25 марта. Видела сегодня ужасный сон, предвещающий болезни. Я иду с Соней по улице, народ снует. У стены стоит пианино, и Соня садится играть. Спина у нее почему-то вся голая. К ней подходит человек небольшого роста, с зажмуренными глазами, противным лицом. Он кладет руку на ее голенькое плечо. Я бросаюсь на него, замахиваюсь, чтобы ударить, люди его оттаскивают.
Затем мы где-то у Мар. Митр. в имении, хотим уходить, она дает нам яблоки на дорогу, и Соня приносит большую лопату с яблоками, чудными, светло-розовыми, желтыми. Их много. Стоит мне увидеть яблоки во сне, как кто-нибудь заболевает. Сердце сжимается от страха, мне кажется, что Сонина жизнь всегда на волоске.
Пошла в церковь. Дома мне теперь очень трудно молиться. Соня уходит в школу, все встают, и я как на юру. Вечером – у меня спит Катя, опять я не одна, это мучительно.
26 марта. Стою в очереди за мясом. За мной три женщины средних лет ведут разговор о том, какие они сами аккуратные и чистоплотные и какие бывают жильцы. «Вхожу в кухню, смотрю: стоит на моей территории, у моего стола, натоптано, натоптано… ну что я с такой лошадью говорить буду!»

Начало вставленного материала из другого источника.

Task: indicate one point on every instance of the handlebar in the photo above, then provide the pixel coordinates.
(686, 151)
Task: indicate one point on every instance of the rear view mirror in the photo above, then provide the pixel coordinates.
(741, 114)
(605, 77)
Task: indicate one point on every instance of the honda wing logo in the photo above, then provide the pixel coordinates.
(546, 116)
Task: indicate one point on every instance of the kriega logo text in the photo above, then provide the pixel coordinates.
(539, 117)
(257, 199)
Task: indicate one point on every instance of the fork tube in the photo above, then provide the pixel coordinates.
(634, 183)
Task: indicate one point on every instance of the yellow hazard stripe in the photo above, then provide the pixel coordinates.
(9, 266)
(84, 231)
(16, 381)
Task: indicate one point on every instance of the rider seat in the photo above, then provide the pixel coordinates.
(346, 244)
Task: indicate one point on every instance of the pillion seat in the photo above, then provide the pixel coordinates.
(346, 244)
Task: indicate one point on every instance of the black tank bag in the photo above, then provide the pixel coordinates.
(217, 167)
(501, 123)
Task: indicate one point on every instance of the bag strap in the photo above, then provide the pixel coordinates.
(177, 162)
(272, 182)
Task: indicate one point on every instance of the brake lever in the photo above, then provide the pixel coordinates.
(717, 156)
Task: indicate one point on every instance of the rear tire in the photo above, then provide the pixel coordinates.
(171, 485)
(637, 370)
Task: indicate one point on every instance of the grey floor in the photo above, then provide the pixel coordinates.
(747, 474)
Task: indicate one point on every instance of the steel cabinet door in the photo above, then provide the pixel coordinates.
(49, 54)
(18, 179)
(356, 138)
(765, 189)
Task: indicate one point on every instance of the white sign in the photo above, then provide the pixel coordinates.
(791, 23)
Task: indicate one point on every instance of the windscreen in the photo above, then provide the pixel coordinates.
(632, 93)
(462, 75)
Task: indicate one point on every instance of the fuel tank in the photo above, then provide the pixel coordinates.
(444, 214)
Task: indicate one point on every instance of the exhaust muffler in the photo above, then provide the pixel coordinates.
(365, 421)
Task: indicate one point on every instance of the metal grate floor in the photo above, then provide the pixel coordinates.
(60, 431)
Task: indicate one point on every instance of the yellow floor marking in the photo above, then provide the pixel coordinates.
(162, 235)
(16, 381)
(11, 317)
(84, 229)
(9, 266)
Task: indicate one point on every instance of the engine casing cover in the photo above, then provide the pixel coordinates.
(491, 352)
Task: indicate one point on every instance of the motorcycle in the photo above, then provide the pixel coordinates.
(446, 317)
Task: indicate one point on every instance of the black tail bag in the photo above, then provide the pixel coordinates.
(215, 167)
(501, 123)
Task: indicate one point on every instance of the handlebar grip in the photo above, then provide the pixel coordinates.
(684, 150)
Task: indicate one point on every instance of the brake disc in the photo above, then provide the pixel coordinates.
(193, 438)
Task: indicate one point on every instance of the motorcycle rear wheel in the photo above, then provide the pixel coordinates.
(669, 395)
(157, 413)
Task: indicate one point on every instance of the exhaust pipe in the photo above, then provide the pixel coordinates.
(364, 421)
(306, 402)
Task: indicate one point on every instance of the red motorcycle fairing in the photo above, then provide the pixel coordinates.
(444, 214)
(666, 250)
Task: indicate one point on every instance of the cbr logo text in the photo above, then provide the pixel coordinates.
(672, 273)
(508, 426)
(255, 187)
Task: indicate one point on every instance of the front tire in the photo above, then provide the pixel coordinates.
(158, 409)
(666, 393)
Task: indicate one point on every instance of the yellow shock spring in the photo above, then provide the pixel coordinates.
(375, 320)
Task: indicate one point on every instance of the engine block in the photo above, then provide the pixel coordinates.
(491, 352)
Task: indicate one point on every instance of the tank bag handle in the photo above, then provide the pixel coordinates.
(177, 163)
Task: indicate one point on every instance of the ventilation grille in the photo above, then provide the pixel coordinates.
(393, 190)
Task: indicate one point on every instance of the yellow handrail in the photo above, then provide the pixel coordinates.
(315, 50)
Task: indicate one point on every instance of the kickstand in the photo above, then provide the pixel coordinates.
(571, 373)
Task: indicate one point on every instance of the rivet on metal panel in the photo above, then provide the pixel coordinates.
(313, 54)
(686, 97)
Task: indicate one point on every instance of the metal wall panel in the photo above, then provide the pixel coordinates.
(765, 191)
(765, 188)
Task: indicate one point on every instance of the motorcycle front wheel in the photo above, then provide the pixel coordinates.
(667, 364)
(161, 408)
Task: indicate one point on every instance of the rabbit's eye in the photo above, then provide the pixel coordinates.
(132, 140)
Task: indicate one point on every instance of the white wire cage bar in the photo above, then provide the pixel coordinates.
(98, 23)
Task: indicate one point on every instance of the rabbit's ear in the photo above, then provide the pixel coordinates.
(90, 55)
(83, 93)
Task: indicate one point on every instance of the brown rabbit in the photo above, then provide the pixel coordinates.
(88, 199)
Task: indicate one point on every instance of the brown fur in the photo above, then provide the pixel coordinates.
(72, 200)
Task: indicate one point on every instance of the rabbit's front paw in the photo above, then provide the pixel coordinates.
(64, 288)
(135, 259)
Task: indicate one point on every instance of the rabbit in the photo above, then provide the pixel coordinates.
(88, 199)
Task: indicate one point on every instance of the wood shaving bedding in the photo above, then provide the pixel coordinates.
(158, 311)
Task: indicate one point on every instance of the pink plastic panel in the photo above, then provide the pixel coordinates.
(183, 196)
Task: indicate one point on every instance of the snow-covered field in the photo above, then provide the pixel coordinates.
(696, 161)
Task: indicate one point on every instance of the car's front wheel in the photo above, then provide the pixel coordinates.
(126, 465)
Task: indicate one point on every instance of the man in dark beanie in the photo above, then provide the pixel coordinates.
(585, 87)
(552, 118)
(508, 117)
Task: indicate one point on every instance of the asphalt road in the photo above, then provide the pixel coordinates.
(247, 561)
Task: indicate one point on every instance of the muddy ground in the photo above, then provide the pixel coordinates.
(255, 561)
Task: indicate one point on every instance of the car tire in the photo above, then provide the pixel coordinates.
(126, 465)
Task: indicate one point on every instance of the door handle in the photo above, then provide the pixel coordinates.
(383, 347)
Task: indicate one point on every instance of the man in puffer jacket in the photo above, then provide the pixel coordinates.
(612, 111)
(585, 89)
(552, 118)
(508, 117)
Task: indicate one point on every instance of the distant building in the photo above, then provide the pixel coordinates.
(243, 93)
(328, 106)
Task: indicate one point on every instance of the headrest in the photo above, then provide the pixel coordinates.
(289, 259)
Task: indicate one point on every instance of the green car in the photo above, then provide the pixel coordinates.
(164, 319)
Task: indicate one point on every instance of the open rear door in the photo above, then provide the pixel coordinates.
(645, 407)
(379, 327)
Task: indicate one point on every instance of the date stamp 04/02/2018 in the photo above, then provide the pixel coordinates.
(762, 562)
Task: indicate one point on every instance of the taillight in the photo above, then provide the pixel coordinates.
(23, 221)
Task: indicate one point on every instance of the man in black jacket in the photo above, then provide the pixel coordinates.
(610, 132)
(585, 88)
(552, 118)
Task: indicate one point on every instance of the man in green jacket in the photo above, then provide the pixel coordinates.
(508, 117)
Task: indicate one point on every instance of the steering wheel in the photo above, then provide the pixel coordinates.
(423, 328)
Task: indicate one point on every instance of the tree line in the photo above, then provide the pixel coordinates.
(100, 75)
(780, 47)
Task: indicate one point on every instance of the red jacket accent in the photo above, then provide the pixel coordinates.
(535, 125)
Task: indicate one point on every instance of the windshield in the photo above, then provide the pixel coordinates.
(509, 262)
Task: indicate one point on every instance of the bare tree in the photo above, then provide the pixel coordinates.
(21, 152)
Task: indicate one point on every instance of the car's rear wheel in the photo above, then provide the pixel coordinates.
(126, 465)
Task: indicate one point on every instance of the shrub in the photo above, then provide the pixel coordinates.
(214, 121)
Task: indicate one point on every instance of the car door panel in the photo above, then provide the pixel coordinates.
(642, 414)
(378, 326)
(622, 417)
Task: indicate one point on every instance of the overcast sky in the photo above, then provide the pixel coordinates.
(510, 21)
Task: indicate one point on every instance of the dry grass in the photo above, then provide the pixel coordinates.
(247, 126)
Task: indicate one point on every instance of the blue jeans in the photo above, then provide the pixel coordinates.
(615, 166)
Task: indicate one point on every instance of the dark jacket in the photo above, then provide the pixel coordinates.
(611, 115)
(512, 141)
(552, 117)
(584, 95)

27 марта. Забежала ко мне Нина Меерсон. Я ей рассказала этот эпизод. Она накануне стояла в очереди за рыбой. Перед ней очень красивая молодая дама с точеным лицом, в котиковом манто, модной шляпке. Поворачивается к Нине: «Скажите, эти селедки ерголанские или нет? Я это к тому спрашиваю, хочу знать, импортные они или испóртные, я очечественного ничего не покупаю!»

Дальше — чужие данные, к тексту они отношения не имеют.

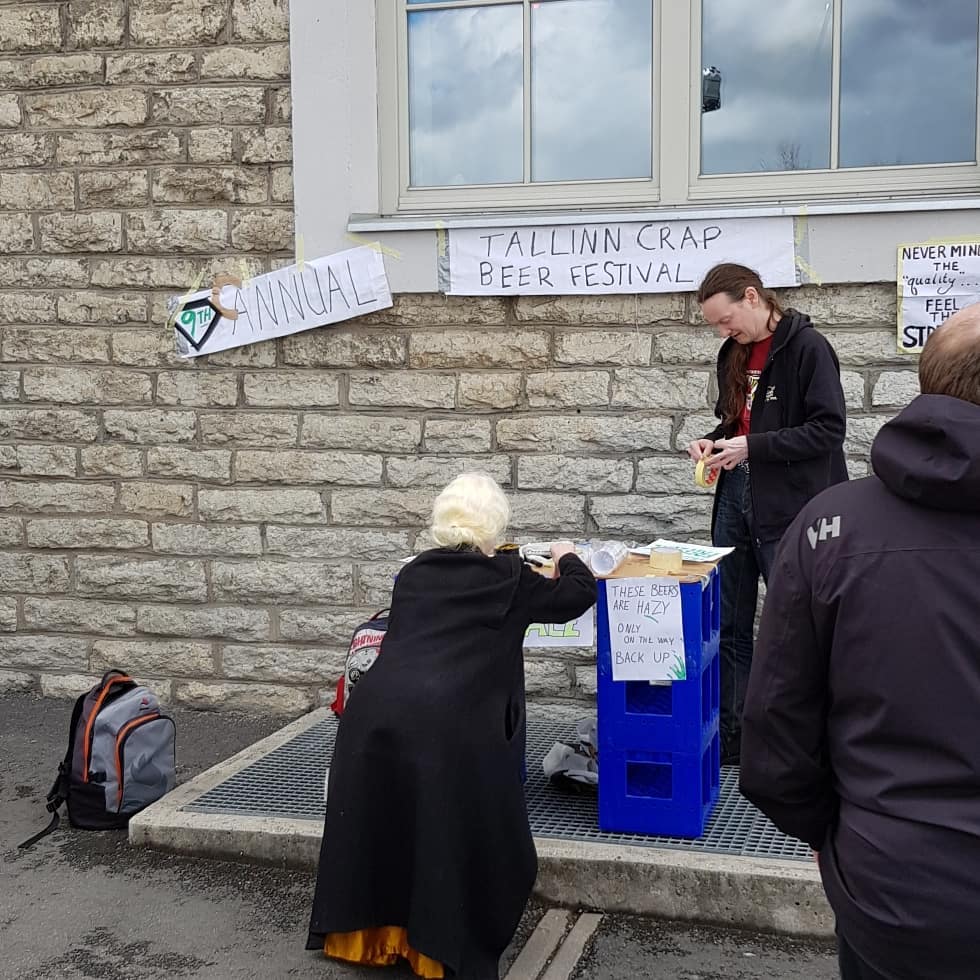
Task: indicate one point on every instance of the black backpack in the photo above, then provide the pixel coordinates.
(365, 645)
(120, 758)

28 марта. 25-го вечером Наташа удалилась в неизвестном направлении, сказав утром, что ее внезапно пригласили сделать маленькую постановку не то в Ораниенбауме, не то в Гатчине. А между тем уже за несколько дней перед этим она выстирала свой халат, нарядное белье etc. Дети в ее жизни не играют никакой роли. Времяпрепровождение последнего дня крайне типично: она не ночевала дома, сказав, что идет к Ляле Мелик. Вернулась часов в десять, вскоре звонок по телефону, и она вновь уходит и вновь быстро возвращается, чтобы сообщить детям о своем отъезде дня на четыре, на пять. После обеда уходит уже окончательно.
Я уверена, что никакой работы, конечно, нет, она просто живет у Мосеева. А может быть, с ним куда-нибудь уехала. Говорят, в Сестрорецке есть теперь гостиница, куда ездят любовные пары.
Это какое-то холодное, злое и мелочное существо. Она как-то на днях сказала мне: «Я ненавижу эту мебель, потому что она принадлежит вам».
У нее единственное страстное стремление веселиться, быть вне дома, где-то бегать, бегать без конца. В первые месяцы своего пребывания она часто вечером сидела у девочек. Как теперь выяснили, она их просвещала, говоря, например, что физическая близость еще не измена.
Я понимаю, что молодой красивой женщине хочется веселья. Но ведь кроме этого должны же быть какие-то еще интересы искусства, жажда знаний, а дети? Об них-то ни малейшей заботы.
Я осталась с детьми одна за няню и bonne à tout faire[220]. 26-го простояла в очередях за мясом, конфетами, булками около трех часов, после чего мой радикулит и, по-видимому, ишиас разболелись <так>, что я просто вскрикивала от боли при некоторых движениях. Вечером я ложусь на раскаленный песок, боли утихают, и если бы я могла полежать несколько дней, вероятно, мне стало бы лучше. Но какое уж тут лежание.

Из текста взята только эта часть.